Results of the "hunt for foreign agents"

posted 13 Jul 2013, 14:14 by Rights in Russia   [ updated 13 Jul 2013, 14:18 ]
9 July 2013 

Source: (info)
Prosecutor General Yury Chaika has reported to President Vladimir Putin on the results of the recent wave of inspections of NGOs. According to the Prosecutor General, the inspections were conducted to oversee implementation of the 'foreign agents' law, the website of the President of Russia reports.

...What we can see is that there is no registration taking place, and the register is empty. We planned to do these inspections with personnel from the Prosecutor General's Office alongside specialists from the Ministry of Justice, the Federal Tax Service and academics because it was essential to assess what was being done that constitutes political activity. For that reason we brought in academics, the Central Election Commission, I mean, the inspections we carried out were thorough and comprehensive. For my part, I believe that we were absolutely right to have carried out inspections in this manner.

As a result of the inspections, the Prosecutor General's Office has identified 215 non-profit organisations that fully met the criteria for being 'foreign agents' before the law took effect; that is, they received funding from overseas and were engaged in political activities, cites the Prosecutor General as saying.

Chaika said that "193 of them had discontinued their activities or had given up their foreign funding".

"As of today, I must report that since the law came into force in November last year up to April of this year 2,226 non-profit organisations received a total of 30.8 bn roubles. Furthermore, if we subtract the non-profit organisations that were set up by the authorities in the Russian regions by local government, and by the central government (which results in a reduction of 6 bn roubles), non-profit organisations received 24 bn roubles, and let's say these are ones that have been operating without the involvement of the Russian authorities.

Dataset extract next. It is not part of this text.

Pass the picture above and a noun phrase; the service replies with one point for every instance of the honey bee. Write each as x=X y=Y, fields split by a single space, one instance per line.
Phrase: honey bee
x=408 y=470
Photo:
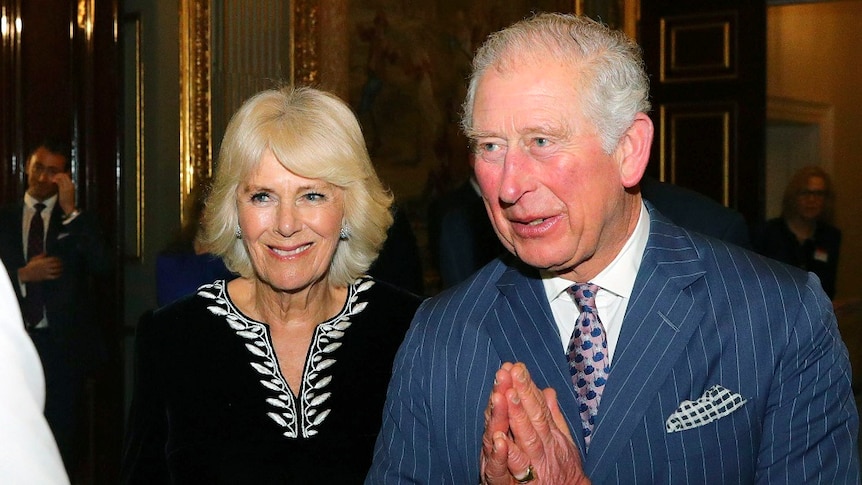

"Some non-profit organisations were seeking an opportunity to get around the law; they were seeking loopholes, particularly Agora and Golos. They had a very extensive network of organisations like themselves, with the same names, in the regions. They were receiving funding and then distributing it to all of the others, and those others are not foreign agents. Or they received funding as individuals." 

In addition, the Prosecutor General announced that 17 NGOs had been receiving funding from foreign embassies. According to the Prosecutor General, this represents a violation of the Vienna Convention.

Putin tasked Chaika with analyzing the findings of the inspections and coming up with suggestions on how to improve the law.

"It is necessary to draw a distinction between purely political activity, domestic political activity, and what is humanitarian activity, in the broadest sense of the word," said President Putin.

He instructed the Prosecutor General to continue monitoring the implementation of the law, and making timely interventions in the realm of NGOs. "It goes without saying that we must get to the stage where the law is being applied and adhered to by everyone, without exception," said Putin.